Having Instance ID in this view would allow us to troubleshoot issues. Currently when we get an "Out Of Space" notification, we cannot correlate that with the logs of a terminated instance to further look into the issue. We have to relaunch and hope to catch the issues in the act to find the instance to get logs from.

January 30, 2024

Charcoal Mandrill

I was revisiting this once again because this situation comes up so frequently ; either I or users have pipelines running in Seqera Platform, with AWS Batch, and need to find out details related to the EC2 instance that the Job is running on.
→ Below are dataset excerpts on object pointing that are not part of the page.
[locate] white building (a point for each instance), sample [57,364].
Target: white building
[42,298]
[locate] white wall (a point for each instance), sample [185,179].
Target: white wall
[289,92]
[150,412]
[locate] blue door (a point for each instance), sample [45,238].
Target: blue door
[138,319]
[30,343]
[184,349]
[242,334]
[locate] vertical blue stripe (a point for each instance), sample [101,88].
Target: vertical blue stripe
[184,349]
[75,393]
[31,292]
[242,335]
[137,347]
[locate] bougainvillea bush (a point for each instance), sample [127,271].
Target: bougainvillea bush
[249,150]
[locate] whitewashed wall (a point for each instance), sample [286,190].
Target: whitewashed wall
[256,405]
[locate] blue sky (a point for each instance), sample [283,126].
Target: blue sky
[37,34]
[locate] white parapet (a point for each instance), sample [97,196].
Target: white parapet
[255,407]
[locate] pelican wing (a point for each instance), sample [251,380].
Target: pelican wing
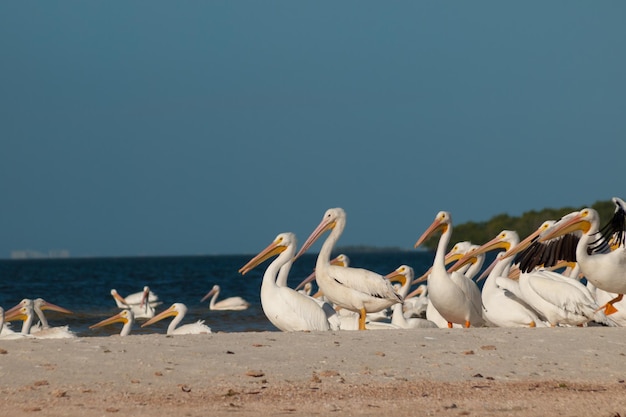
[364,281]
[469,288]
[300,311]
[565,293]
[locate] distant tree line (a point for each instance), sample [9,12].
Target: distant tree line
[528,222]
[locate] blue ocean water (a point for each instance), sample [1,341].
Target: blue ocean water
[83,286]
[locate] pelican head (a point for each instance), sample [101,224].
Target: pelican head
[278,246]
[333,218]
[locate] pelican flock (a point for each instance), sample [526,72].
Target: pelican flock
[569,272]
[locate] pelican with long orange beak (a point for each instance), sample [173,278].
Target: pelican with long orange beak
[340,260]
[559,299]
[178,311]
[43,330]
[355,289]
[503,307]
[125,316]
[454,296]
[601,254]
[142,303]
[284,307]
[404,275]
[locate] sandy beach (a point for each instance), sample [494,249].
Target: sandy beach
[456,372]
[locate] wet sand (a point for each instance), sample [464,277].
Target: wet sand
[486,371]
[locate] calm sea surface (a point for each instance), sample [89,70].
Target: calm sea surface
[84,285]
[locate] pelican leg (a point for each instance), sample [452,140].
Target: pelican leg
[609,308]
[362,316]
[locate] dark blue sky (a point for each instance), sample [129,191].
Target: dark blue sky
[157,128]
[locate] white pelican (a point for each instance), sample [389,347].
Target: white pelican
[284,307]
[354,289]
[24,312]
[601,254]
[125,316]
[43,330]
[178,310]
[404,275]
[502,308]
[559,299]
[340,260]
[456,297]
[469,269]
[142,303]
[231,303]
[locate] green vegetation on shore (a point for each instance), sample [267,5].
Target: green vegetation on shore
[528,222]
[481,232]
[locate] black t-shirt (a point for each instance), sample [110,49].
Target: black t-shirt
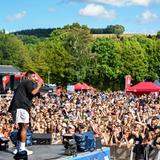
[23,96]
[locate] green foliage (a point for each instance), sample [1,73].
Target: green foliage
[70,54]
[12,51]
[115,29]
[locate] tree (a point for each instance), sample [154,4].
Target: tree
[108,60]
[76,40]
[12,51]
[115,29]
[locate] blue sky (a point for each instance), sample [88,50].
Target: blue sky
[137,16]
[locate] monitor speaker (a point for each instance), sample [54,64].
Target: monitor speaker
[41,139]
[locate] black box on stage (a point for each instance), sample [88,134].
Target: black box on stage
[98,143]
[41,139]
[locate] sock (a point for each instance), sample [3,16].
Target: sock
[22,146]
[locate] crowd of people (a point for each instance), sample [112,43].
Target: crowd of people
[118,119]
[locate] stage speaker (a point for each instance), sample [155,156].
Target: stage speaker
[98,143]
[12,82]
[41,139]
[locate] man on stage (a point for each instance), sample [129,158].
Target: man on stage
[20,108]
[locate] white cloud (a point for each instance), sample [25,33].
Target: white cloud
[16,17]
[99,11]
[122,2]
[147,17]
[51,10]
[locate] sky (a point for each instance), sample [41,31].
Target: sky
[137,16]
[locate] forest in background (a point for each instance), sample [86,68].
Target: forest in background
[72,54]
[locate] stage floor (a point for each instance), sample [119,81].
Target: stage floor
[40,152]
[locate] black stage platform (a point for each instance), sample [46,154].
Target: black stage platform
[40,152]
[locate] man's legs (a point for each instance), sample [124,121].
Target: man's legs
[22,136]
[22,119]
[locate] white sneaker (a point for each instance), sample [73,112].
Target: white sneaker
[29,152]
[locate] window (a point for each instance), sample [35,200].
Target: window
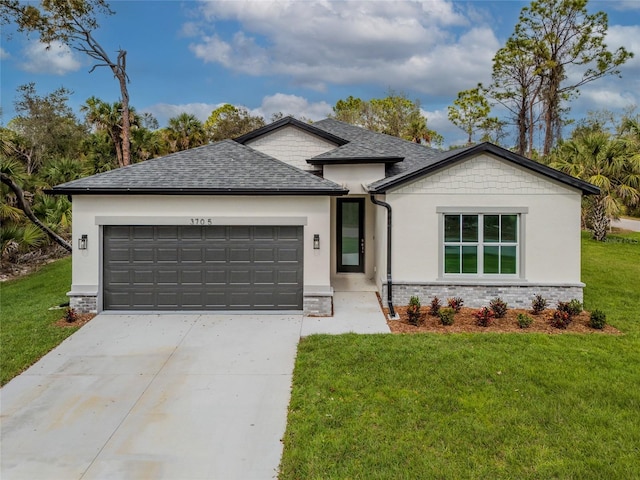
[481,244]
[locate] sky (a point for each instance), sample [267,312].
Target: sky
[300,57]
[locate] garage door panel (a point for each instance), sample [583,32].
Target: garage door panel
[240,255]
[288,254]
[191,255]
[202,268]
[264,255]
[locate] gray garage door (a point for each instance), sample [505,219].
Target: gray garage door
[202,268]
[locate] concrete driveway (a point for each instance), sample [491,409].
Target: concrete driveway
[154,396]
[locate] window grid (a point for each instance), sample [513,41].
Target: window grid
[477,238]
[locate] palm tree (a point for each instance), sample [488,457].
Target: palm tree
[107,117]
[186,131]
[604,162]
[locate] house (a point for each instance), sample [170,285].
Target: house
[274,219]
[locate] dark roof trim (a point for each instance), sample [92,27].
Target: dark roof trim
[353,160]
[587,188]
[197,191]
[243,139]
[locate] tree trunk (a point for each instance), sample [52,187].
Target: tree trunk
[24,206]
[599,219]
[522,128]
[119,70]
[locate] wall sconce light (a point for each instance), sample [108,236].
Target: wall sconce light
[82,242]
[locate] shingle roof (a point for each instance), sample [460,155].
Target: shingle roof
[419,160]
[225,167]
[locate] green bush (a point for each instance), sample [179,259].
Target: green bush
[499,307]
[434,308]
[455,303]
[597,319]
[538,304]
[484,317]
[413,311]
[446,315]
[561,318]
[524,321]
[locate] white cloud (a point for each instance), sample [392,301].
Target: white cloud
[400,44]
[164,111]
[291,105]
[56,59]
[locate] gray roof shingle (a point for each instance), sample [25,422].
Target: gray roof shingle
[225,167]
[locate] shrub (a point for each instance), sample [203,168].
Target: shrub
[575,307]
[498,307]
[413,311]
[484,316]
[561,318]
[446,315]
[434,308]
[538,304]
[524,321]
[70,315]
[597,319]
[455,303]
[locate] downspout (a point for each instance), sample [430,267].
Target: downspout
[392,312]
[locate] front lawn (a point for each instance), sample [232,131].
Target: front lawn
[27,330]
[477,405]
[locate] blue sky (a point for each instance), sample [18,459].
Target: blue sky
[300,57]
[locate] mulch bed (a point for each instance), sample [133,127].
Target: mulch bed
[465,322]
[81,319]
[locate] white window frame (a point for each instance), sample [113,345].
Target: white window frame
[480,212]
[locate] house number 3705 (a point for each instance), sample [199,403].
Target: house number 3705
[201,221]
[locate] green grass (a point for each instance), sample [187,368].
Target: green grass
[477,405]
[27,330]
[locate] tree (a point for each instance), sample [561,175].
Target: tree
[107,117]
[516,86]
[394,115]
[73,22]
[558,35]
[228,121]
[45,128]
[470,111]
[604,162]
[185,131]
[25,207]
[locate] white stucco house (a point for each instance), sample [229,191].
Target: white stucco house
[275,219]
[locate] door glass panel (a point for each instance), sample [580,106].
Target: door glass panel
[350,233]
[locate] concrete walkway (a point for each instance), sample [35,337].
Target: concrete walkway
[164,396]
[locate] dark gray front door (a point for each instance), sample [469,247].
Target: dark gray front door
[202,268]
[350,231]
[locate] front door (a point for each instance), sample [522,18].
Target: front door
[350,233]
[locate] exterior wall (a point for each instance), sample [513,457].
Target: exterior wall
[292,145]
[549,232]
[353,176]
[91,212]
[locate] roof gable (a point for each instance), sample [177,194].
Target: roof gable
[452,157]
[290,121]
[222,168]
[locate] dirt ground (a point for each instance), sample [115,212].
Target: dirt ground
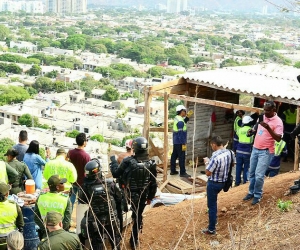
[240,226]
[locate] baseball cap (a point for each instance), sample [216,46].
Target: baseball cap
[128,143]
[54,180]
[61,151]
[12,152]
[4,188]
[53,218]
As described here already, the AWS Batch Job ID is reported by both Nextflow and Seqera Platform as the native_id
 value. In order to find the EC2 instance ID that the Job is running on, I had to use this method;
JOB_ID="$1"
# find the ECS Container Instance from the Batch Job
ECS_CONTAINER_INSTANCE="$(aws batch describe-jobs --no-cli-pager --jobs "$JOB_ID" --query 'jobs[0].container.containerInstanceArn' --output text)"
printf "ECS_CONTAINER_INSTANCE:\n$ECS_CONTAINER_INSTANCE\n\n"
# get the name of the ECS Cluster that the ECS Instance is in
ECS_CLUSTER="$(echo "$ECS_CONTAINER_INSTANCE" | cut -d '/' -f2)"
printf "ECS_CLUSTER:\n$ECS_CLUSTER\n\n"
# look up the EC2 that the ECS instance is running in
EC2_ID="$(aws ecs describe-container-instances --no-cli-pager --container-instances "$ECS_CONTAINER_INSTANCE" --cluster "$ECS_CLUSTER" --query "containerInstances[0].ec2InstanceId" --output text)"
printf "EC2_ID:\n$EC2_ID\n\n"
# look up details about the EC2
aws ec2 describe-instances --instance-ids "$EC2_ID" --query 'Reservations[].Instances[].[InstanceId,State,PublicDnsName,Tags]'
# or use this;
#--filters "Name=instance-id,Values=$EC2_ID"
so save some version of this to a script and run it and you can get the EC2 ID of your running Batch Job in nextflow & Seqera Platform
Note that you might need a lot of IAM's to allow this depending on your setup
It would be fantastic if Seqera Platform and/or Nextflow could, somehow, just do this itself and include this information in the Seqera Platform Task View details 
maybe we can also get some version of this in one of those handy Seqera Blog Posts too or other docs :) 
Rob Newman Phil Ewels Rob Syme

Phil Ewels

Thanks for this Charcoal Mandrill, it's helpful. We're aware of this feature request and discussed it again recently. Hopefully it can find a place on the roadmap before too long.

Charcoal Mandrill

I did some investigation into this, since we have needed this feature for a long time, and it seems like a basic implementation of this is actually more trivial than I expected

This is a simple bash snippet that you can run inside a Nextflow job running in AWS Batch to retrieve almost all of the information that is being asked for in this feature request. This takes advantage of some default AWS Batch env vars, and the AWS IMDS service available in standard EC2 based jobs.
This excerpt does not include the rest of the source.